I tell you I have never felt such shame as I looked at the empty bottles of wine, watched the musicians start up a song and thought of our wicked greed and jealousy, and I want to tell you the truth, I have never been the same since; there was something supernatural about it all. I have often thought about that night and cried in my heart that I did not go with them to worship Him.” Ayo looked at the old trader across the firelight and said, “Have you heard more?”

“Oh yes, it was awful,” he said sadly. “Herod the King, that worm of a man, had every male child in Israel under the age of two years murdered… killed by the sword. It was a slaughter too awful to want to remember. I was there when it started and soon left.

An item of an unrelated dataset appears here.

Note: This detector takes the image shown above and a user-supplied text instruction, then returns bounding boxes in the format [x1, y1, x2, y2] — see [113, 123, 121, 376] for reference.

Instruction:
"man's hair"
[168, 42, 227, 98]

Every home was raided, children slaughtered on the spot, many girls also. Most soldiers didn’t check to see whether they were boys or girls. There was blood in the streets everywhere and all Israel was in mourning. I could not bear to stay there in that terrible time of death-I constantly kept wondering if they had killed the child.”

The old trader looked into the fire and from the sparkling on his cheeks, Ayo was almost certain he could see tears. Neither spoke for a long time. Ayo sat with his head on his knees, pondering the story over and over in his mind and shocked that Beida, who had always seemed so cold and godless, had this deep emotion in his heart for a child he had never seen. He wrapped himself in a blanket and lay looking at the star filled heaven above and whispered, “If this child is alive, let me see him before I die!”